ATPE is proud to bring you this series of posts from your board members. The ATPE Board of Directors is made up of 20 regional members, who are elected by the members in their region; four state officers, who are elected annually by the entire House of Delegates at the ATPE Summit; and the most recent state past president. Today’s post is from Region 6 Director Charles Lindsey II.
Why did you get involved in a leadership role at ATPE?
I joined ATPE in 1983, three years after it was formed, after dissatisfaction with TSTA/NEA over what was known then as “unification.” I had held local and district office positions in the other association, and it was my desire to become an active member with ATPE. My first state convention was held in Region 1 with ATPE State Past President Sam Reed. I was hooked and have never looked back. Since that time, I have served ATPE as a campus rep, local unit president for two different local units, region president, and a member of the board of directors. I have always held the belief that if I am going to join an organization, I want to be involved and work with others to make our association even better.
What is your favorite part of serving on the ATPE board?
Serving on the board has been a great experience. For me, the best part is the friendship and camaraderie that develops as we come together from different areas of the state with one goal in mind—what can we as a board do to help in the process of continuing to grow our association? Although we may have different ideas about how to approach a situation, after thoughtful discussion and debate, we reach a decision that can be supported by all.
How has being on the board helped your region?
Being on the board gives my region, Region 6, an equal voice in the decision-making process. At a board meeting, no region, regardless of size or number of members, has a greater voice than any other region. It has also given me the opportunity to reach out even more, to all our members in the region, to seek the members’ thoughts, ideas, suggestions, or concerns. I use this information to support my position in my votes during a board meeting.
What advice would you give to others who might be interested in serving on the board?
If you’re interested, go for it! Don’t hesitate to throw your name in the mix to seek that position. You will find it one of the most rewarding experiences in your professional career. You become one of the decision makers for the association, develop a closer relationship with the ATPE staff, and you have a sense of accomplishment in the work that is done on the board. If you have the desire, you have what it takes to serve on the board.
Can you share something fun about yourself that our members might not know?
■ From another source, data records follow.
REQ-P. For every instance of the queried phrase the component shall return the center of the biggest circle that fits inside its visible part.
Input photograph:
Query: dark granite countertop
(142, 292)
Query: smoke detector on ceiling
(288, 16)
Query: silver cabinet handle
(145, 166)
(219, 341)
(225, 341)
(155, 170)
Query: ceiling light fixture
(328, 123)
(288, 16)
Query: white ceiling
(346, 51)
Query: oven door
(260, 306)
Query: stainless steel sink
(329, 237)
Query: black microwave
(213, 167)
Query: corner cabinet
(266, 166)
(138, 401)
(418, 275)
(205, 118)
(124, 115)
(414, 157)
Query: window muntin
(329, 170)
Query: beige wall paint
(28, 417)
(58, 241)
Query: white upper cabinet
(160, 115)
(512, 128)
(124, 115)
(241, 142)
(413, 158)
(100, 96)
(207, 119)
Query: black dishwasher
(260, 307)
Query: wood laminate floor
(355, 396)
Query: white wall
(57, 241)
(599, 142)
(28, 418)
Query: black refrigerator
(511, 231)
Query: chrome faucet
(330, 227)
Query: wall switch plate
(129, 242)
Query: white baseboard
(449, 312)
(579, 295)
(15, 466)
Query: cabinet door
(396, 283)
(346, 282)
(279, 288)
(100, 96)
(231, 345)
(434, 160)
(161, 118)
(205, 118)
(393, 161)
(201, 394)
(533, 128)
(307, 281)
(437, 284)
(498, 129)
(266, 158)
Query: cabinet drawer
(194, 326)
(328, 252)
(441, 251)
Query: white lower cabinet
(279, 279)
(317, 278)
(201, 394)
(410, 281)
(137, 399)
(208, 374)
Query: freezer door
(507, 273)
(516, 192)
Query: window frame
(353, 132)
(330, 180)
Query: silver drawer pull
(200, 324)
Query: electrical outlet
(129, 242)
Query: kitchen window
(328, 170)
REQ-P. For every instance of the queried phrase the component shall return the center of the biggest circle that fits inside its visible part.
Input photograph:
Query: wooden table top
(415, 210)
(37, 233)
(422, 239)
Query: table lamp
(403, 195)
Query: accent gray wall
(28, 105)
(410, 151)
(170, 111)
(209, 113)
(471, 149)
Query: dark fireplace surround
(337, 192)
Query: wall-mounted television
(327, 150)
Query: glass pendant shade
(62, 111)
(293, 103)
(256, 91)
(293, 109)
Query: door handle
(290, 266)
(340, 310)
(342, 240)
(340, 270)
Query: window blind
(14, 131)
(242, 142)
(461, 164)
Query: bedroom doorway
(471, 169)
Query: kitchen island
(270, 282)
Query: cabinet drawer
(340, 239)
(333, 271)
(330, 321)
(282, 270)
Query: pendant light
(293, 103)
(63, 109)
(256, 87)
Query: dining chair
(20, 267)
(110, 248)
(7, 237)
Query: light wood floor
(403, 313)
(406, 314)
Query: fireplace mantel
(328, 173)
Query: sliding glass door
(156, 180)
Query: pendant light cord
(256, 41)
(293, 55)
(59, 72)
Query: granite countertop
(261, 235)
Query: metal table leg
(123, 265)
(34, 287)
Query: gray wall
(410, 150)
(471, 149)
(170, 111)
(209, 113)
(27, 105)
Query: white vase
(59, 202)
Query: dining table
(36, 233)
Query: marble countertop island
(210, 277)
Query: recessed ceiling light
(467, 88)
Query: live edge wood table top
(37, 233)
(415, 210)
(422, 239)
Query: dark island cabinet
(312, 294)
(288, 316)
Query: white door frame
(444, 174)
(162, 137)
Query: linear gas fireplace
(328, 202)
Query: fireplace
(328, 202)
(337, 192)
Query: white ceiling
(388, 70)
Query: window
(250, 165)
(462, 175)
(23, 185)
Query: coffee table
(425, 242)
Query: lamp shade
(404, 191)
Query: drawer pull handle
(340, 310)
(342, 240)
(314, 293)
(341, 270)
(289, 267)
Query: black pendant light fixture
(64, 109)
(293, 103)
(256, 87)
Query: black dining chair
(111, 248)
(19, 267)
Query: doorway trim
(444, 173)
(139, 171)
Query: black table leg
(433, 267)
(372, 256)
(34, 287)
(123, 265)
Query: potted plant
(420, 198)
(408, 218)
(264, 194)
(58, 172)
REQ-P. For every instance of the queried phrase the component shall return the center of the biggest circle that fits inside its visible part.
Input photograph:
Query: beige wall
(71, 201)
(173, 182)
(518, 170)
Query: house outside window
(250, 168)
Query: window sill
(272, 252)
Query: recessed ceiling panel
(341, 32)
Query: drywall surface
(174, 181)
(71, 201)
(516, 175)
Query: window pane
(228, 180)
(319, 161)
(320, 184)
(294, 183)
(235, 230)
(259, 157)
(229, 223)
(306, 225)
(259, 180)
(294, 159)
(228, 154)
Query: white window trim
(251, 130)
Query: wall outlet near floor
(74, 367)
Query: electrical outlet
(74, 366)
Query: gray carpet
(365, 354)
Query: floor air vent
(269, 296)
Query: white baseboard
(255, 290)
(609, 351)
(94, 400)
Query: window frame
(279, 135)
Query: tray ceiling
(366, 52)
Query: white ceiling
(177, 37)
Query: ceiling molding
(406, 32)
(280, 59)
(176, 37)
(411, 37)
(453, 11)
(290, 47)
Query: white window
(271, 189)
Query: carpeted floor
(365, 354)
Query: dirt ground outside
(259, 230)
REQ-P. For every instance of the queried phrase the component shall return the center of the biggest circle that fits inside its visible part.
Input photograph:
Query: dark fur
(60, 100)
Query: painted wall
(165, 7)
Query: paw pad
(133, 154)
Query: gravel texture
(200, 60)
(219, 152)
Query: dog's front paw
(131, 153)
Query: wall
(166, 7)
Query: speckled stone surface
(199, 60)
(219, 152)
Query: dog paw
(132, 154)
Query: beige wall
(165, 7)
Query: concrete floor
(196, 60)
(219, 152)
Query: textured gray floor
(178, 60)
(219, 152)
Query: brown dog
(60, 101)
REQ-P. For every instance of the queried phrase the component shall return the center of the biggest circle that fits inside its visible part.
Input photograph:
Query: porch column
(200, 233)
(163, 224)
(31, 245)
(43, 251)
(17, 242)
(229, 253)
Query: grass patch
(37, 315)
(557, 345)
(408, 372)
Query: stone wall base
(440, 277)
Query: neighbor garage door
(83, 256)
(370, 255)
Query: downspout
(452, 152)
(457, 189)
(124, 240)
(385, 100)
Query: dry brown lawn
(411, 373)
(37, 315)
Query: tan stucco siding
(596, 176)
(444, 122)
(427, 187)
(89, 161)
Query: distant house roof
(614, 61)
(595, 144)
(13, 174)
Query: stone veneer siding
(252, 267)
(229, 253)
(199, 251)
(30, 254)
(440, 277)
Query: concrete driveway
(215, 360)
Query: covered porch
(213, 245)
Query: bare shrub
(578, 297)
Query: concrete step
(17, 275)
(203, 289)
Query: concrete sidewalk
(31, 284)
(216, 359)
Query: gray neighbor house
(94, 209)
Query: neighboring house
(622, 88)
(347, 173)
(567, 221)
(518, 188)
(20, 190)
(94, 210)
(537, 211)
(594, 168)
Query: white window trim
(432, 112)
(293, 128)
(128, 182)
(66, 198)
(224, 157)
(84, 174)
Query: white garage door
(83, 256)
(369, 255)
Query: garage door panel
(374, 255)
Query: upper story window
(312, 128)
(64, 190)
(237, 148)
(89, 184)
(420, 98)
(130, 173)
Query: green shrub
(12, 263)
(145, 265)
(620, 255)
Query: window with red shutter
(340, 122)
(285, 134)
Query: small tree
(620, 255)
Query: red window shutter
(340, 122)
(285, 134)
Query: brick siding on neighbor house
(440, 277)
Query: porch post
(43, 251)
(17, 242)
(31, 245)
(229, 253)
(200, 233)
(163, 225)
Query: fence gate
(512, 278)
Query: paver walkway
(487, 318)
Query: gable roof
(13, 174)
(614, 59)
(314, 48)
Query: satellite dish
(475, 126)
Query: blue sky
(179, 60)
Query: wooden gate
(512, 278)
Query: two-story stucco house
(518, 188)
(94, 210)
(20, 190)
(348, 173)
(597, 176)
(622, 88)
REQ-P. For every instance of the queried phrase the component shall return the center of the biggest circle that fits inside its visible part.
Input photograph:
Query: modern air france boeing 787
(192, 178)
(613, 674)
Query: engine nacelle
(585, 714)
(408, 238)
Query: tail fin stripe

I don’t know where or how to begin to answer this question. Perhaps one thing I can share is that I am color blind. This is something I have had to live with and I accept. Sometimes I wear things that don’t match, and that’s okay; maybe I’m trying to start a new trend. In our meetings, I have a difficult time when we have slides or documents that have all these different colors on them and I am trying to determine just what all of that “mess” is trying to show. I guess I can consider myself unique in that way. I think of myself as a light-hearted person in everything that I do. I have fun and a good time when I can, but am serious when I need to be.